The applicant bears the risk of any ambiguity in its instructions to issue or amend a credit. An issuing bank may, unless the applicant expressly instructs to the contrary, supplement or develop those instructions in a manner necessary or desirable to permit the use of the credit or any amendment thereto. An issuing bank should ensure that any credit or amendment it issues is not ambiguous or conflicting in its terms and conditions.
I.e. it urges that great care is observed when the LC is issued … and it places the risk of ambiguities at the applicant.
SECOND, in a number of paragraphs where it “punishes” the issuing bank if it is not clear in its terms and conditions. The best example to that effect can be found in paragraph A19: Expressions not defined in UCP 600. This paragraph opens as follows:
The expressions “shipping documents”, “stale documents acceptable”, “third party documents acceptable”, “third party documents not acceptable”, “exporting country”, “shipping company” and “documents acceptable as presented” should not be used in a credit, as they are not defined in UCP 600. If, nevertheless, they are used, and their meaning is not defined in the credit, they shall have the following meaning under international standard banking practice:
Note the words: “should not be used in a credit.” These are expressions where no universal definition exist(ed) – and therefore the issuing bank should not use those. Rather they should say clearly what is the intention. If however they choose to use any of those expressions, they will meet definitions that are not in their favour. For example:
Third party documents acceptable. This now excludes
1. the documents where UCP 600 indicates an issuer. So such expression has no effect on the requirements to the invoice, transport document and insurance document.
2. documents where the LC indicates an issuer. For the rest of the documents (where no issuer is indicated in the LC) any issuer is allowed (UCP 600 article 14(f)).

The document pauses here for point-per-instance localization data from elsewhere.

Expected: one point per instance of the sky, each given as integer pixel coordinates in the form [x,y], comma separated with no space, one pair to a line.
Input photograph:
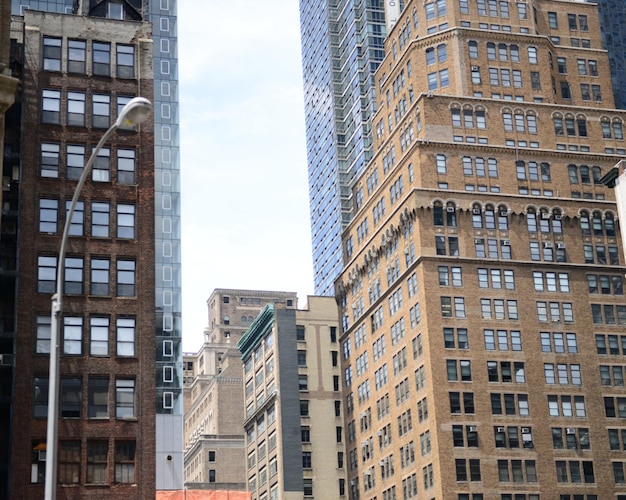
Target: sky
[244,191]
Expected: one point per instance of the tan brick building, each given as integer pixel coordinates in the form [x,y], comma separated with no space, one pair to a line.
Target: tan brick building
[214,407]
[295,440]
[482,295]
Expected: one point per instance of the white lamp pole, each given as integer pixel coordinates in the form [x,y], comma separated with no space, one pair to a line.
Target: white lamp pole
[133,113]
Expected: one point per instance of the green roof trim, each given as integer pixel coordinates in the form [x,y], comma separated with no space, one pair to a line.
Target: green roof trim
[258,329]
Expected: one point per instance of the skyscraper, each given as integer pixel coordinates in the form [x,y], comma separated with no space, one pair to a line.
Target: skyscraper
[92,79]
[342,45]
[482,295]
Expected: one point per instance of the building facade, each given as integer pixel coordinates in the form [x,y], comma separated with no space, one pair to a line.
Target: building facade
[342,45]
[77,73]
[167,337]
[482,297]
[214,405]
[295,440]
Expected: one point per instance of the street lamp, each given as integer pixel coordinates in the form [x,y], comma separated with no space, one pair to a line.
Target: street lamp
[136,111]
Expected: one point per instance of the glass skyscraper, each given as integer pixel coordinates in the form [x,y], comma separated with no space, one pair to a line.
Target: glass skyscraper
[342,46]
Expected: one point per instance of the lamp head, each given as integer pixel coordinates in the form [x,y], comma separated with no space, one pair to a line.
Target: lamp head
[135,111]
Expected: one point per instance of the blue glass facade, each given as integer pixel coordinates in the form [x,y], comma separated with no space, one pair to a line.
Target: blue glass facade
[613,24]
[169,391]
[342,46]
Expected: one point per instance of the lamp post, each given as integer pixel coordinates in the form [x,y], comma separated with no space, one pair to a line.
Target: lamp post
[136,111]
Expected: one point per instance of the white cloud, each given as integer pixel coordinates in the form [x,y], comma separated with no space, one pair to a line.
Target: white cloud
[243,159]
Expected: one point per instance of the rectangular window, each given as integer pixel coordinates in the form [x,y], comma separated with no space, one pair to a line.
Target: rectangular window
[98,396]
[49,160]
[125,61]
[126,166]
[101,111]
[51,53]
[69,462]
[71,397]
[124,398]
[101,170]
[125,337]
[97,461]
[51,106]
[76,58]
[73,275]
[100,217]
[126,221]
[73,335]
[76,109]
[75,161]
[48,215]
[101,59]
[126,278]
[125,462]
[99,336]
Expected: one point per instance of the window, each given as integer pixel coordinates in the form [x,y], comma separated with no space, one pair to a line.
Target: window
[101,111]
[125,61]
[99,336]
[100,216]
[49,160]
[75,161]
[46,274]
[48,215]
[51,106]
[69,462]
[73,275]
[125,278]
[125,336]
[72,335]
[76,109]
[125,221]
[124,398]
[101,59]
[71,397]
[51,53]
[125,462]
[76,50]
[126,166]
[43,334]
[98,397]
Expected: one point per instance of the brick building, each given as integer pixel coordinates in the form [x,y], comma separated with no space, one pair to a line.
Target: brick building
[76,73]
[482,297]
[215,455]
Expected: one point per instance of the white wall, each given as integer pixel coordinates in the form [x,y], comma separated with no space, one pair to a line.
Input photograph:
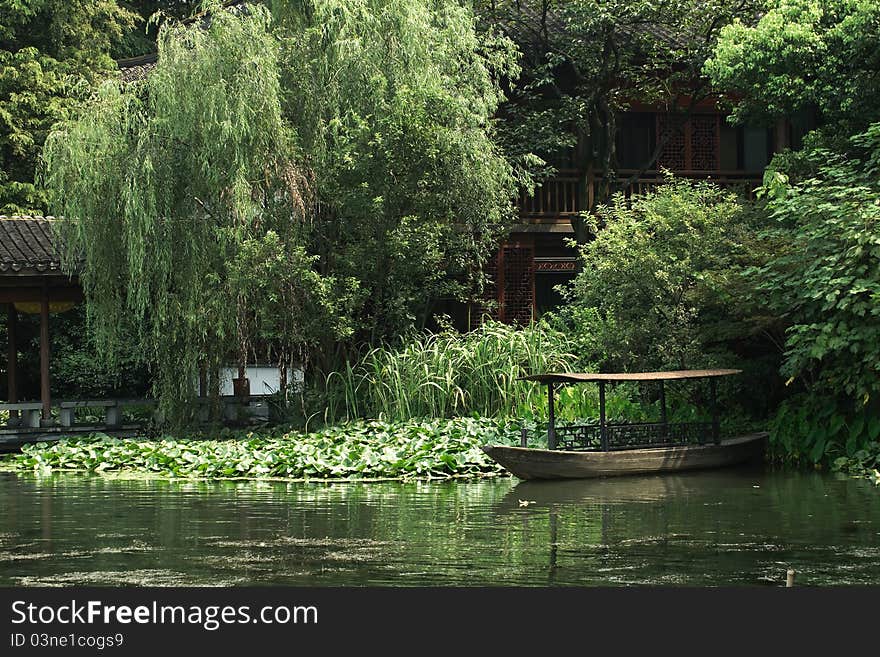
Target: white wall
[265,379]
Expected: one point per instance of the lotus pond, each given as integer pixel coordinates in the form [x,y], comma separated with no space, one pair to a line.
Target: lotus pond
[725,527]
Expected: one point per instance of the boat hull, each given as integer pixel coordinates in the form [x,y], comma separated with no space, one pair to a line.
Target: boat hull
[528,463]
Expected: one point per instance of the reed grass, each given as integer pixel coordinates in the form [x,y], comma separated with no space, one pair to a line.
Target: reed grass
[451,374]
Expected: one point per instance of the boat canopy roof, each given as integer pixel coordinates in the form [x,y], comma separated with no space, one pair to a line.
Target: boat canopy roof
[583,377]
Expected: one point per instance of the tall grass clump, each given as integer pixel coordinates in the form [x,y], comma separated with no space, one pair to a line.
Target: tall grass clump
[449,374]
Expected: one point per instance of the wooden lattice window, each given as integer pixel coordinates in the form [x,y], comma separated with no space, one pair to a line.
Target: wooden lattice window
[517,304]
[692,145]
[509,295]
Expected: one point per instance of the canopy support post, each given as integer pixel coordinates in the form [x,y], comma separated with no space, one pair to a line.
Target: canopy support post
[12,359]
[716,431]
[44,358]
[663,420]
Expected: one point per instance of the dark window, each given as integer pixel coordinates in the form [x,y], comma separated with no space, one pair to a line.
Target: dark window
[635,139]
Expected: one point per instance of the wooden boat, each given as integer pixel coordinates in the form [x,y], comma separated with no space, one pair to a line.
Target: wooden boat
[608,449]
[530,463]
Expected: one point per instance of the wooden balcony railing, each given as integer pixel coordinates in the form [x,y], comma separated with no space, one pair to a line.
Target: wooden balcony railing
[558,198]
[569,192]
[742,182]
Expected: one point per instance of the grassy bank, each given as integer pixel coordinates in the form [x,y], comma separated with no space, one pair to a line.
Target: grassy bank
[436,449]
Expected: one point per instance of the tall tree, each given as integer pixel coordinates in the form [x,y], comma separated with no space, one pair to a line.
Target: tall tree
[823,279]
[51,51]
[393,102]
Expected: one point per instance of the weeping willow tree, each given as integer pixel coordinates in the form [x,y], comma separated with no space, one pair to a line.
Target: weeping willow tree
[393,102]
[169,186]
[310,181]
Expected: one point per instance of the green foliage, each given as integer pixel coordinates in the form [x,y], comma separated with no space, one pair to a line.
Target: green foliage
[804,54]
[825,281]
[393,103]
[437,449]
[658,288]
[813,428]
[448,374]
[295,187]
[864,463]
[51,51]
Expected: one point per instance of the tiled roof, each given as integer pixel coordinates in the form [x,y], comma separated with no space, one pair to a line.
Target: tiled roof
[137,68]
[27,246]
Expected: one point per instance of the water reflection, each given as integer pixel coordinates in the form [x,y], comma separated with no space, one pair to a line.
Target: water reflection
[716,528]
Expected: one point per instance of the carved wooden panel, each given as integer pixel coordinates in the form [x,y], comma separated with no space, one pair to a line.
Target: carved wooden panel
[704,143]
[671,128]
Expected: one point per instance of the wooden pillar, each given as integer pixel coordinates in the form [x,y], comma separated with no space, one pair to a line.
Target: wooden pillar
[44,357]
[499,284]
[716,432]
[781,137]
[663,420]
[12,357]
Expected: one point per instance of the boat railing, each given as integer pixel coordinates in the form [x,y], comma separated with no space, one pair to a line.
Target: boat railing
[635,435]
[609,436]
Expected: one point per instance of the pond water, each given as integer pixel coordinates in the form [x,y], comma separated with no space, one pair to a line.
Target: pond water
[725,527]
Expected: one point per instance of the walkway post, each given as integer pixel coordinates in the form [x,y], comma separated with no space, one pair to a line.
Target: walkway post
[665,428]
[12,358]
[716,433]
[44,358]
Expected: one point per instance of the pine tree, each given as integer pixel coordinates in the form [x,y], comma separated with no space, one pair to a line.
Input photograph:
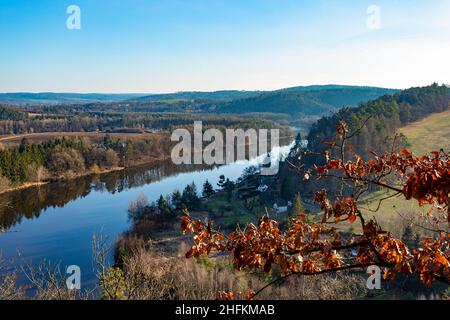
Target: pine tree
[297,206]
[207,189]
[407,237]
[164,207]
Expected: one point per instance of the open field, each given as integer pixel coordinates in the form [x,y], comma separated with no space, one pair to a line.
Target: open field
[429,134]
[92,137]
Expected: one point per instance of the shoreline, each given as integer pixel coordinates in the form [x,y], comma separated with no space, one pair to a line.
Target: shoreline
[27,185]
[151,161]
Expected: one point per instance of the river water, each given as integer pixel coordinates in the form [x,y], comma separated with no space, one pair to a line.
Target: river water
[56,223]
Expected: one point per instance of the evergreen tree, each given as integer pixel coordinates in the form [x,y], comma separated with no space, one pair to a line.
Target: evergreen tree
[407,237]
[297,206]
[207,189]
[164,208]
[190,197]
[177,200]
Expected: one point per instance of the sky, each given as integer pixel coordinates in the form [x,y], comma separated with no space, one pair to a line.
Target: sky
[156,46]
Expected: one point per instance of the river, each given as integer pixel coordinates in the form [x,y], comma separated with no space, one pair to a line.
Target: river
[56,223]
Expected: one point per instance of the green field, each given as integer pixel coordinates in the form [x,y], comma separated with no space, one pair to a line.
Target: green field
[429,134]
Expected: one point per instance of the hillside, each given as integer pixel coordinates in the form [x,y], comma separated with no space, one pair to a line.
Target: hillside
[431,133]
[306,101]
[380,119]
[24,98]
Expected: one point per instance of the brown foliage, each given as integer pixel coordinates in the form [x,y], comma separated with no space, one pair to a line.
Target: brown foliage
[306,248]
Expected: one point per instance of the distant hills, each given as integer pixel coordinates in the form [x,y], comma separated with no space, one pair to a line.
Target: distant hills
[303,99]
[51,98]
[307,101]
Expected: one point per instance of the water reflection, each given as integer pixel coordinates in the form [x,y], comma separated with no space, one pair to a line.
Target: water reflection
[30,203]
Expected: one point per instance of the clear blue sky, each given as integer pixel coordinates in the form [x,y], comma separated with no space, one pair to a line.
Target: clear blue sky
[180,45]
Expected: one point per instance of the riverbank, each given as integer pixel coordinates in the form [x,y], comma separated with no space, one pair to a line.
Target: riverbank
[93,171]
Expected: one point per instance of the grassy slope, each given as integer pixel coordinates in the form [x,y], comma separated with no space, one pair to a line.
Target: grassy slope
[429,134]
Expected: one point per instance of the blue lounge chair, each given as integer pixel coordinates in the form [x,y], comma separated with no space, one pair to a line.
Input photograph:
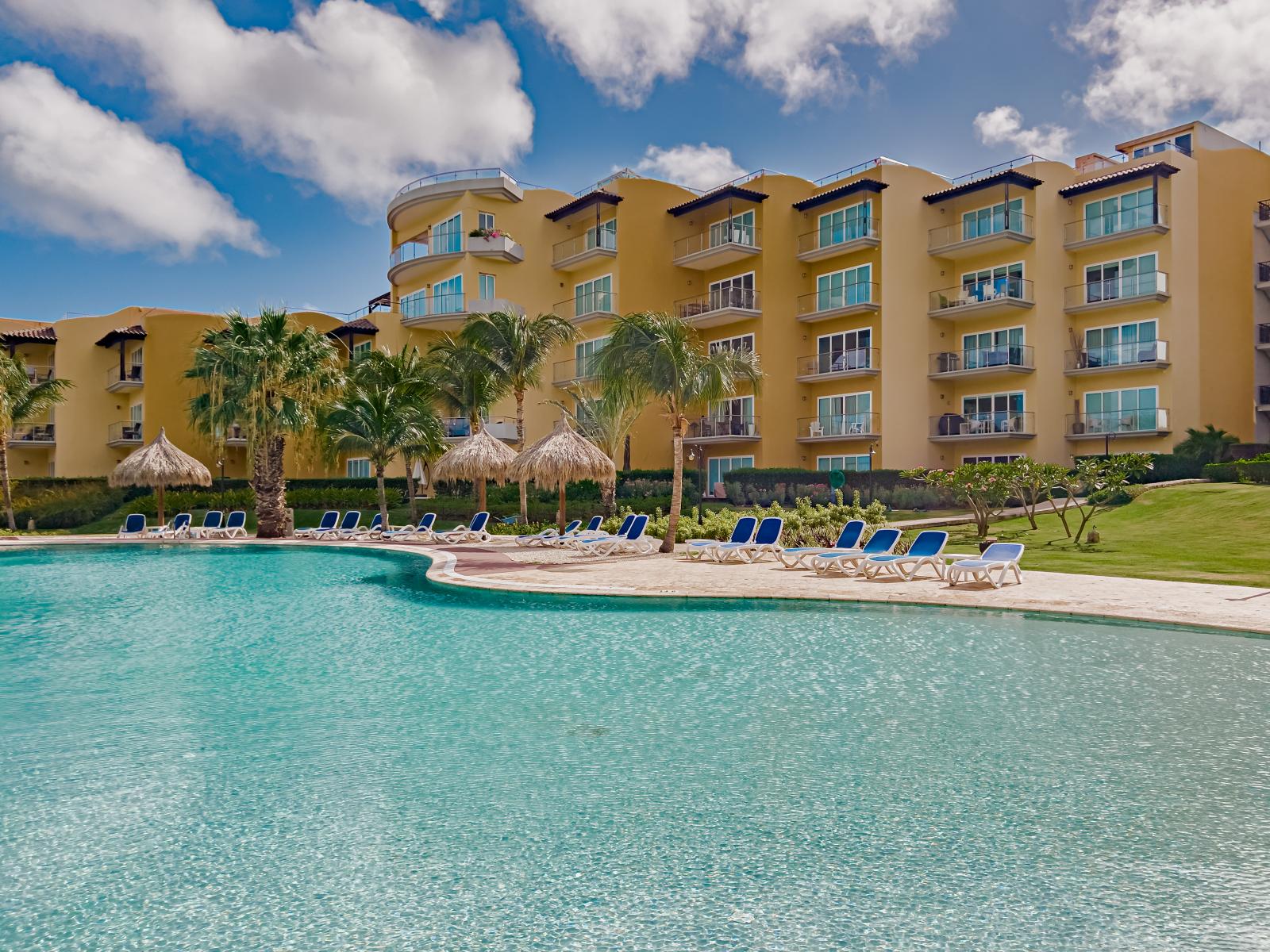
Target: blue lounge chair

So in reality this expression gives you nothing! It has no effect whatsoever.
Documents acceptable as presented. If an issuing bank uses this expression, they may end up with only a copy of a packing list!
Most of the problems that arise under LC are not related to issues in UCP 600 – but related to badly drafted LCs.
ISBP 745 goes as far as possible to solve such issues.
I.e. ISBP 745 is the gatekeeper of UCP 600.
Both have their natural place and role in the LC transaction.
So the answer is that you cannot love one above the other. They are one.
Take care of each other and the LC and UCP and ISBP – and do not forget to enjoy summer.